Kaede se había quedado con Shizuka junto a la orilla del río. Tuve la sensación de llegar a ella en contra de mi voluntad, como si los espíritus me hubieran recogido y trasladado hasta su lado. Me las arreglé para saludarla de manera cortés pero retraída, con la intención de que si Abe me observara tan sólo pensara que yo sentía un inocente amor pueril hacia la prometida de Shigeru. Dije algo sobre el calor de la noche, aunque Kaede temblaba como si hiciera frío. Permanecimos en silencio durante unos momentos, y después ella preguntó en voz baja:
—¿Quiénes son tus muertos, Takeo?
—Mi padre, mi madre… —tras una pausa, continué—: Hay tantos a los que recordar…

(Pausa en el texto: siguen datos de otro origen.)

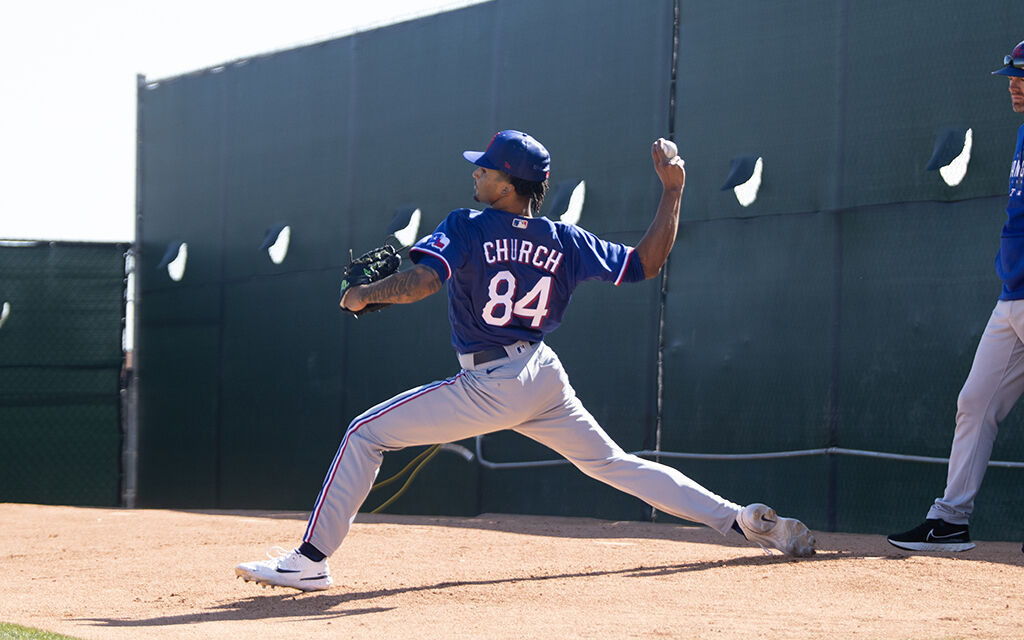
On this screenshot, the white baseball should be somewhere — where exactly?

—Mi madre se está muriendo —dijo Kaede—. Yo esperaba volverla a ver, pero nos hemos retrasado mucho en el viaje y temo no llegar a tiempo. Me enviaron como rehén a los siete años… Llevo más de la mitad de mi vida sin ver a mi madre o a mis hermanas.
—¿Y tu padre?
—También es un extraño para mí.
—¿Estará en tu…? —para mi sorpresa, mi garganta se secó y no pude pronunciar la palabra.
—¿Mi boda? —dijo ella, con amargura—. No, él no estará presente —sus ojos se clavaron en el río iluminado por las llamas. Entonces, miró a los bailarines y después a la multitud que los observaba—. Están enamorados —dijo como para sí—. Por eso ella me odia.

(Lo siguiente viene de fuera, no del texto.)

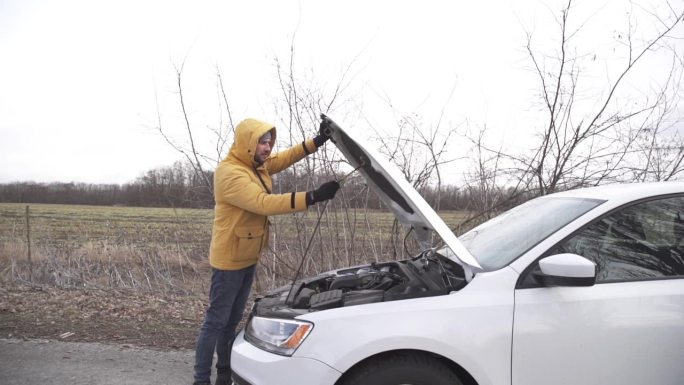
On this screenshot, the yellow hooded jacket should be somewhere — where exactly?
[209,119,317,270]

Yo sabía que no debía estar allí, que no debía hablar con Kaede, pero me era imposible alejarme de su lado. Intenté mantener mi disfraz gentil, apocado y cortés.
—Muchos matrimonios se celebran por motivos de deber y para sellar alianzas, pero eso no significa que los novios sean infelices. El señor Shigeru es un buen hombre.
—Estoy harta de oír siempre lo mismo. Ya sé que es un buen hombre. Lo único que digo es que nunca me amará —yo notaba que ella me miraba—. Pero sé —continuó— que el amor no es para los de nuestra clase —ahora era yo el que temblaba. Levanté la cabeza y mis ojos se encontraron con los suyos—. Entonces, ¿por qué estoy enamorada? —susurró.
No me atreví a hablar. Las palabras que quería pronunciar se ahogaban en mi boca, donde yo notaba su dulzura y su poder. De nuevo pensé que moriría si no lograba hacerla mía.
Los tambores retumbaban y las hogueras brillaban con fuerza. La voz de Shizuka llegó desde la oscuridad:
—Se está haciendo tarde, señora Shirakawa.
—Ya voy —dijo Kaede—. Buenas noches, señor Takeo.
Sólo me permití una cosa: pronunciar su nombre como ella había pronunciado el mío.
—Señora Kaede.
En el momento en que se volvió para irse, vi cómo su cara se encendía más reluciente que las llamas, más brillante que la Luna reflejada en el agua.